横須賀市健康部 地域医療推進課の川名理惠子さんが、「横須賀市における在宅医療・介護連携推進の取組み」についてお話しされました。
2018年2月現在、神奈川県 横須賀市の人口は約41万人、高齢化率(人口のうち65歳以上が占める割合)はおよそ30%です。2040年には、横須賀市の人口は現在よりも約10万人減少し、高齢化率は36%ほどに上昇すると推測されます。1)
1)出典:横須賀市都市政策研究所「横須賀市の将来推計人口(2014年5月推計)」
2018年2月現在、全国における死亡数(年間)は約130万人です。全国の死亡数は増加傾向にあり、2040年には年間に166万人の死亡数になると推測されています。このような流れのなかで、横須賀市においても死亡数は増加していくことが予測されます。

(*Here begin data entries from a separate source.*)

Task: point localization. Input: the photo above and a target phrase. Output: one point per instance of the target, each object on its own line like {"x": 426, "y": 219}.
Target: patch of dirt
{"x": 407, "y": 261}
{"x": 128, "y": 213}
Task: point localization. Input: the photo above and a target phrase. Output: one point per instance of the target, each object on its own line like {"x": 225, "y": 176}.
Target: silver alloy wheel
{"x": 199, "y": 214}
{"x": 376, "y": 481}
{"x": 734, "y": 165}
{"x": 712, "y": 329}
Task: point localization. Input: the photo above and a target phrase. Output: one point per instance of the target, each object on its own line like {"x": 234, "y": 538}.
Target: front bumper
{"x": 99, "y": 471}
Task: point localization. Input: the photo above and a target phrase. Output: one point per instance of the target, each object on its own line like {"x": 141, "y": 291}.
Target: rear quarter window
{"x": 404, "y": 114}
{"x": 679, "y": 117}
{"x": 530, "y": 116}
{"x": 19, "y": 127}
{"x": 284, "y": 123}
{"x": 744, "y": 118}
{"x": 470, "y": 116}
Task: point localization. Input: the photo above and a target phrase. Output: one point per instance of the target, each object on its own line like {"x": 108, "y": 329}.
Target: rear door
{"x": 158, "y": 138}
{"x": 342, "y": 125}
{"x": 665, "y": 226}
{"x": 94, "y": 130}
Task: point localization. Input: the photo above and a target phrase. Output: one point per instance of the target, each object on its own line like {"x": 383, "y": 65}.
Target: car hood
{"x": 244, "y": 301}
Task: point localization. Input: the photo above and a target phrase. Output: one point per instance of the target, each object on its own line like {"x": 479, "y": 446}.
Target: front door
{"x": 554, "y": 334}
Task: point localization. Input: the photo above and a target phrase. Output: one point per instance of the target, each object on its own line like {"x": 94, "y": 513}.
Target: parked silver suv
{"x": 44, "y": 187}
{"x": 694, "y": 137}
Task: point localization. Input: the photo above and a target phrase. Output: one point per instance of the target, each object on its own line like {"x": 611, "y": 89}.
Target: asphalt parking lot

横須賀市の死亡場所別死亡数を、2005年と2016年で比較してみます。
2005年データ(死亡数の総数 3,731名)
2016年データ(死亡数の総数 4,456名)
上記から、横須賀市では病院で亡くなる方の数は8割から6割ほどに変化しており、ゆるやかな減少傾向にあることがわかります。一方、自宅で亡くなる方の数は倍以上に増加し、全体の2割ほどとなっています。また、老人ホームで亡くなる方についても、5倍ほど増加しています。
横須賀市民(2016年11月1日時点で介護認定を受けていない65歳以上の方1,600名)を対象に、人生の最期を過ごしたい場所についてのアンケート「横須賀市高齢者福祉に関するアンケート(2016年11月)」を実施しました。結果は以下の通りです。
医療機関・・・病院
上記から、人生の最期を自宅で過ごしたい方は全体の6割以上であることがわかります。
これまでお話ししたデータの結果をまとめます。
以上から、横須賀市では在宅での看取りが増加することが予想できます。そこで私たちは、2011年から、在宅医療の体制づくりを始めました。

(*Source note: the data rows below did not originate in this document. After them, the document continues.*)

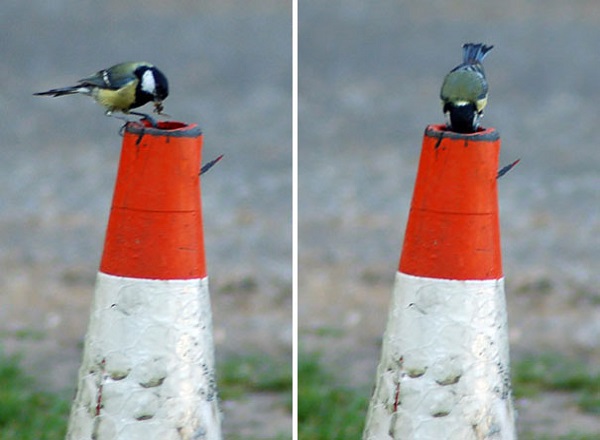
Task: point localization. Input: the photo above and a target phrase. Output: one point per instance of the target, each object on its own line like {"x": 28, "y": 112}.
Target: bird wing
{"x": 114, "y": 78}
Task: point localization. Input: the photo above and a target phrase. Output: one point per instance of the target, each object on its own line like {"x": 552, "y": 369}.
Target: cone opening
{"x": 172, "y": 128}
{"x": 441, "y": 130}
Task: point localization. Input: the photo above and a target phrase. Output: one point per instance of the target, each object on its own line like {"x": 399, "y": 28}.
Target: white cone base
{"x": 444, "y": 369}
{"x": 148, "y": 363}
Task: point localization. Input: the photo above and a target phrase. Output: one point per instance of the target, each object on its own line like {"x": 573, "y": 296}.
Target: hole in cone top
{"x": 442, "y": 129}
{"x": 174, "y": 128}
{"x": 166, "y": 125}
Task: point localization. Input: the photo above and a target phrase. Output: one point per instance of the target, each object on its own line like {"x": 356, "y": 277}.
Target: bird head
{"x": 153, "y": 83}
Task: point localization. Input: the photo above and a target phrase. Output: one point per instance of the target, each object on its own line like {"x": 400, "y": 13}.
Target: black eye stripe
{"x": 106, "y": 77}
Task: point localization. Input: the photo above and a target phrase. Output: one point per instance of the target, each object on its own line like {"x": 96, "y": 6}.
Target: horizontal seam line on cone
{"x": 166, "y": 211}
{"x": 453, "y": 213}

まず「在宅医療の現場における課題」をテーマにして、医療・福祉関係者へのヒアリングを行いました。
ヒアリングを通して、医師との壁を感じているケアマネジャーの方々や、訪問看護師とのコミュニケーションに疑問を感じているヘルパーの方々など、あらゆる意見を聞くことができました。

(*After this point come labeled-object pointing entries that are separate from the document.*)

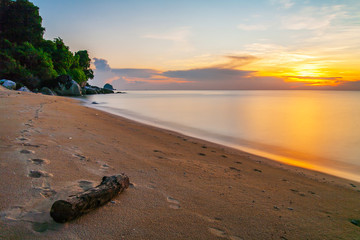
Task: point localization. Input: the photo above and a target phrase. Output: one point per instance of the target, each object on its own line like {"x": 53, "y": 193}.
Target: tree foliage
{"x": 26, "y": 57}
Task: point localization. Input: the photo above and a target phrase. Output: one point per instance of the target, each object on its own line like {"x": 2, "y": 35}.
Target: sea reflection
{"x": 313, "y": 129}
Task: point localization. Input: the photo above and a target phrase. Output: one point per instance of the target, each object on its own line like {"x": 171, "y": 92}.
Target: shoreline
{"x": 183, "y": 187}
{"x": 338, "y": 169}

その結果、本当は患者さんのために頑張ろうとしている方々が、情報共有の不足からジレンマを抱えている現状が浮き彫りになったのです。
私たちは、在宅医療にかかわる方々の連携を深め、ネットワークを構築することを目的として「在宅療養連携会議」をつくりました。
<在宅療養連携会議の機能>
当初、11名のメンバーでスタートした在宅療養連携会議ですが、2018年現在は19名に増員しました。次項では、当会議で実際に抽出された課題についてご説明します。
市民の方々に「在宅医療とは何か」を伝え、理解してもらう必要があります。そのために私たちは、以下の取り組みを行っています。
・まちづくり出前トーク:職員が地域に出向き、在宅医療について話します。
・在宅療養ガイドブックの作成:市民が在宅医療や在宅看取りをイメージできるような情報を冊子にまとめ、配布しています。
・在宅療養シンポジウム:多くの市民を対象にして、在宅医療や在宅看取りをテーマに毎年1回シンポジウムを開催しています。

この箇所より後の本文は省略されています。